I'd suggest making a new issue capturing your feedback in a way that can be actionable (Add support for more than one official store, etc) as this issue is for hiding the side loading notification. Thanks! 👍

This may need additional investigation. I am no longer getting this warning on Nightly.

interesting - I wonder if this was impacted by the field trial changes that were just merged?
cc: @jumde

Its related to ExtensionDeveloperModeWarning experiment being turned off, i'm not sure what the final decision about the change is, but it can be easily enabled/disabled. cc: @tomlowenthal @bsclifton

My preference is to continue displaying the warning as before in all CI builds except for a special actually-for-developers build (like Firefox has) in which it can be disabled. In the absence of a special developers build, I'm begrudgingly okay with allowing a preference to disable it in Nightly and in Dev.

Since this is currently disabled, because of the field trials... I'm going to close this issue

@tomlowenthal can you create a new issue for the behavior you think makes sense? 😄

New issue is #5063.

@bsclifton is there anything QA can do here? Sounds like this was disabled due to the field trials work. Would a simple test case of side loading an extension manually and making sure the modal popup doesn't appear be sufficient? If there's anything else that needs to be QA'd here, please let me know 👍

@kjozwiak that would be a great test - let me add the labels and some test steps

Great, thanks @bsclifton! Much appreciated!

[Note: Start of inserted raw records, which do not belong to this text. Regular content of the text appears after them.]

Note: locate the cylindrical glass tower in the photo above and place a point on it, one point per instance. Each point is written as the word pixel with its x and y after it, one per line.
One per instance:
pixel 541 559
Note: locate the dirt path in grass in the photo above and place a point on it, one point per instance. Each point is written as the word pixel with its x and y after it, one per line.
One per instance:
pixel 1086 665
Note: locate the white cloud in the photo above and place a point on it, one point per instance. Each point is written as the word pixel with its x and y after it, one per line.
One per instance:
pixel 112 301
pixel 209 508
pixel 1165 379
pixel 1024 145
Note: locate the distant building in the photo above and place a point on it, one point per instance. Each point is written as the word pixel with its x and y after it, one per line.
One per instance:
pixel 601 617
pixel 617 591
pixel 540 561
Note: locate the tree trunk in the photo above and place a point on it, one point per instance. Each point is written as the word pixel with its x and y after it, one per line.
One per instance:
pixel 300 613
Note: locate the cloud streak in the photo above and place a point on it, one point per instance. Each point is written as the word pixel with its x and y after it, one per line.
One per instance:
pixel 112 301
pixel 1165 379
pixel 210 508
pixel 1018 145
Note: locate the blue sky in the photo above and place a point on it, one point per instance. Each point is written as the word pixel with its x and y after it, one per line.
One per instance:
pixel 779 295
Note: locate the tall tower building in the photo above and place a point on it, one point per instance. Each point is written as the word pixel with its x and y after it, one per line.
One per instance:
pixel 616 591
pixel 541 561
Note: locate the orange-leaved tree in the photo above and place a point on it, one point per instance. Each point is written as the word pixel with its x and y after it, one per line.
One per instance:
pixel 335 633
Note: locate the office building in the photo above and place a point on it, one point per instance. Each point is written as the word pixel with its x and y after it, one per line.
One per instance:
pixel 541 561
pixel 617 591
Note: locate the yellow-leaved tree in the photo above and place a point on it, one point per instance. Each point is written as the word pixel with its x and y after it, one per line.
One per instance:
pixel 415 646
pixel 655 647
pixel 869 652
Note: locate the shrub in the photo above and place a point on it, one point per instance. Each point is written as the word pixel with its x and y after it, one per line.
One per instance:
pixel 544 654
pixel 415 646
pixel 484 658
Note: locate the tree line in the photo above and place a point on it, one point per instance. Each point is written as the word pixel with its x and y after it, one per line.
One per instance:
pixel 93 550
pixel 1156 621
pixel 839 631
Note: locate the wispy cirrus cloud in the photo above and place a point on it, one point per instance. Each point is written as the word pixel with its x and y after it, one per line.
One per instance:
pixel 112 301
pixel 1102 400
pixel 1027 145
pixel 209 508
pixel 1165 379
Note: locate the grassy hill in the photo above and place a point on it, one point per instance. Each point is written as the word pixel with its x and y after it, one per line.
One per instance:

@kjozwiak top posted edited 👍

Verification passed on

Brave | 0.68.128 Chromium: 76.0.3809.100 (Official Build) beta (64-bit)
-- | --
Revision | ed9d447d30203dc5069e540f05079e493fc1c132-refs/branch-heads/3809@{#990}
OS | Ubuntu 18.04 LTS

Verified steps from the description.

Verification passed on

Brave | 0.68.128 Chromium: 76.0.3809.100 (Official Build) beta (64-bit)
-- | --
Revision | ed9d447d30203dc5069e540f05079e493fc1c132-refs/branch-heads/3809@{#990}
OS | Windows 7 Service Pack 1 (Build 7601.24494)

Verified steps from the description.
Logged https://github.com/brave/brave-browser/issues/5653

Verified passed with

Brave | 0.68.130 Chromium: 76.0.3809.100 (Official Build) (64-bit)
-- | --
Revision | ed9d447d30203dc5069e540f05079e493fc1c132-refs/branch-heads/3809@{#990}
OS | Mac OS X

• Verified Test Plan from description.